A blonde got on the plane and sat in the first class. The stewardess came to check in and told her, "Your ticket is in the coach class. You can't sit here." The woman said, "I am white and beautiful." I want to fly first class to Los Angeles. " The stewardess was helpless and had to report to the team leader. The team leader explained to the beauty, "I'm sorry!" You didn't buy a first-class ticket, you can only take a regular class. " "I'm white and beautiful. I want to fly first class to Los Angeles. " Beauty still repeats that sentence. The captain had no choice but to call the captain again. The captain leaned over and whispered a few words to the beauty, who immediately stood up and strode to the ordinary cabin. The stewardess was surprised and asked the captain what he said to the beautiful woman. The captain replied, "I told her that first class would not go to Los Angeles." Such an IQ wants to fly first class, which is outrageous! Some people say that beautiful women don't study. What can I do without studying? You dare to mix first class with your face, you are confident. 6. A beautiful salesgirl went door-to-door to sell washing products, which was a great success. When someone asked her for sales promotion skills, her eyes lit up and she said, "It's very simple. I visited when both husband and wife were at home, explaining the purpose to my husband and introducing the performance and characteristics of the product in detail. Finally, tell him that you don't have to buy it right away, you can wait until the next time you come. " At this time, the hostess next to me often showed a positive attitude and quickly bought my things. "Maybe you can find a woman who doesn't eat, but you will never find a woman who is not jealous. The nourishment of vinegar makes women exquisite. Maybe they don't have much wisdom, but they have enough skills and brains. 7. Two women met in the street. A said, "I received a subpoena from the court, saying that there is an important case for me to testify in court tomorrow. "B asked:" ......

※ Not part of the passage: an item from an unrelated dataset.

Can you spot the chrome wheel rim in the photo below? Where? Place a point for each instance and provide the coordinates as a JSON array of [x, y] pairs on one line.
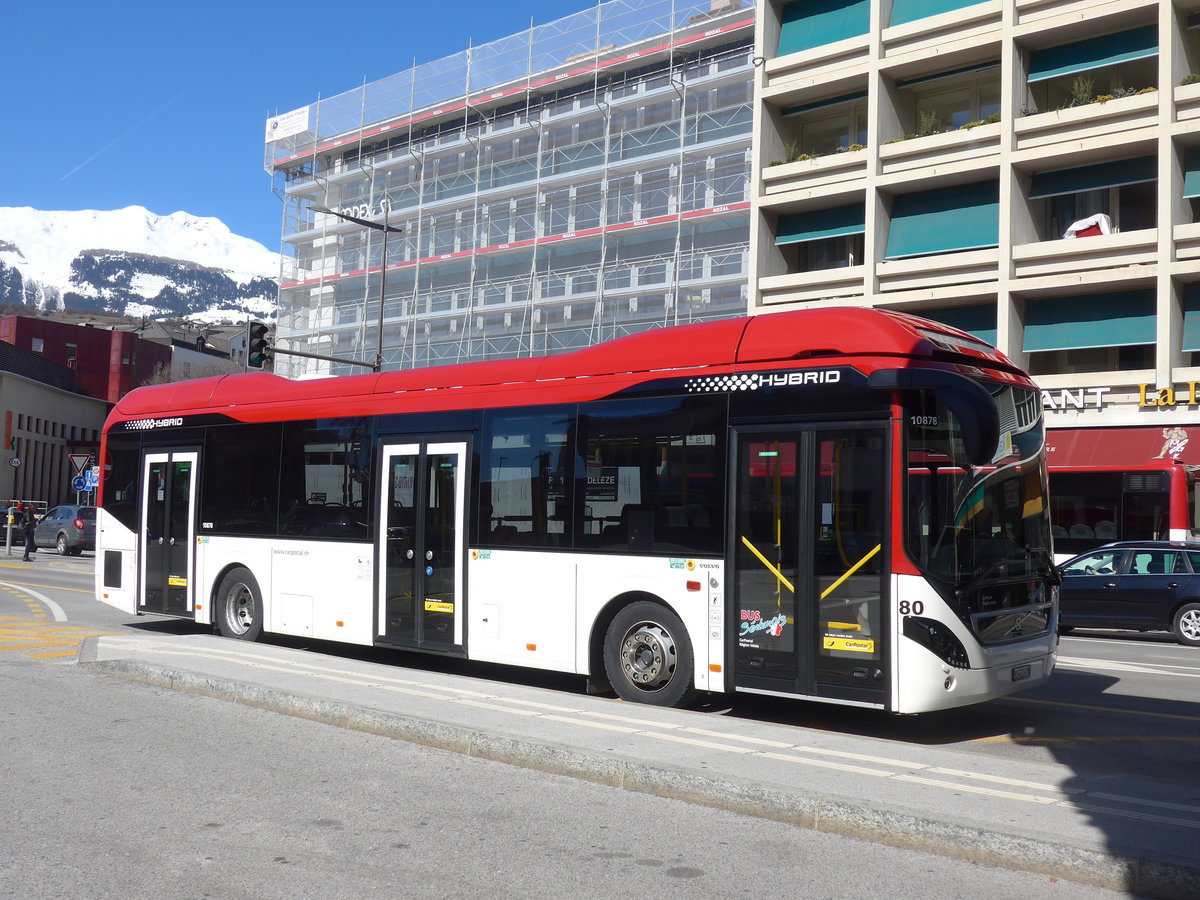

What would you do if your boyfriend was pestered by a woman like candy?
Just for you, she may not get along with him, so you don't need to contact him for the time being, and she will be boring in a few days.
Urgent! ! How to get rid of a girl who clings to people like candy?

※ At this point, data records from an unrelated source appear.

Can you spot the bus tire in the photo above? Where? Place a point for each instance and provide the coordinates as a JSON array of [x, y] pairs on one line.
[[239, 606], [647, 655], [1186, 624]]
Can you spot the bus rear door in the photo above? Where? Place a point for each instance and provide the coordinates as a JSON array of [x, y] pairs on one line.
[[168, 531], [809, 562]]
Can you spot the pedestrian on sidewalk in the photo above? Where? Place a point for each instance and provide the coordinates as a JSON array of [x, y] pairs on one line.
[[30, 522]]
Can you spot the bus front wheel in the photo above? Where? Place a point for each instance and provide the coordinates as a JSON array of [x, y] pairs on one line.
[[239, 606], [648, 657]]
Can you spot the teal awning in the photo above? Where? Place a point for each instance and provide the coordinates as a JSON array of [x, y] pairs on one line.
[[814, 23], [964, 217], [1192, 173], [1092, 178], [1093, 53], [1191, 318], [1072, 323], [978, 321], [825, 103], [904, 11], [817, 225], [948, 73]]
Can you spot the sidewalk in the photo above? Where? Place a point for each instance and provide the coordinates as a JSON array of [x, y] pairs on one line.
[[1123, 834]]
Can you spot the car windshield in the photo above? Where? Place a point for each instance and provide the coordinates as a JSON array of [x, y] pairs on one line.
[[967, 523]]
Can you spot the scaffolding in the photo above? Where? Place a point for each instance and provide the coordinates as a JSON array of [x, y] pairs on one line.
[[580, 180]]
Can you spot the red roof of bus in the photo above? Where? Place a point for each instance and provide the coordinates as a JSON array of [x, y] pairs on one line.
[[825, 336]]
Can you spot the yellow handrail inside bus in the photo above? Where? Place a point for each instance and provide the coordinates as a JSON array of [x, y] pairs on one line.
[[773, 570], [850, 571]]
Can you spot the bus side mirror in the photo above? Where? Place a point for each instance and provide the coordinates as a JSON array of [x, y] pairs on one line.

If so, you should ignore what she said or close your eyes and relax. If you are talking and she accosts, everyone will go their separate ways at once, just like the first floor said. It seems that this woman can do such disgusting things that she completely ignores NND and bites her feet with her mouth. It seems that it is also a way out for Ding to bite her feet with her mouth in the future.
A little girl named Xiangling likes to eat candy made of cowhide. She has a pet that can only open her eyes. It's an animated film for several years, and one episode is about that little girl.
I think I like ice cream. Animation Name "Eye of the Sky"
A woman said, can I stop you from loving me? What does she mean?
It means you can love her. She is unstoppable.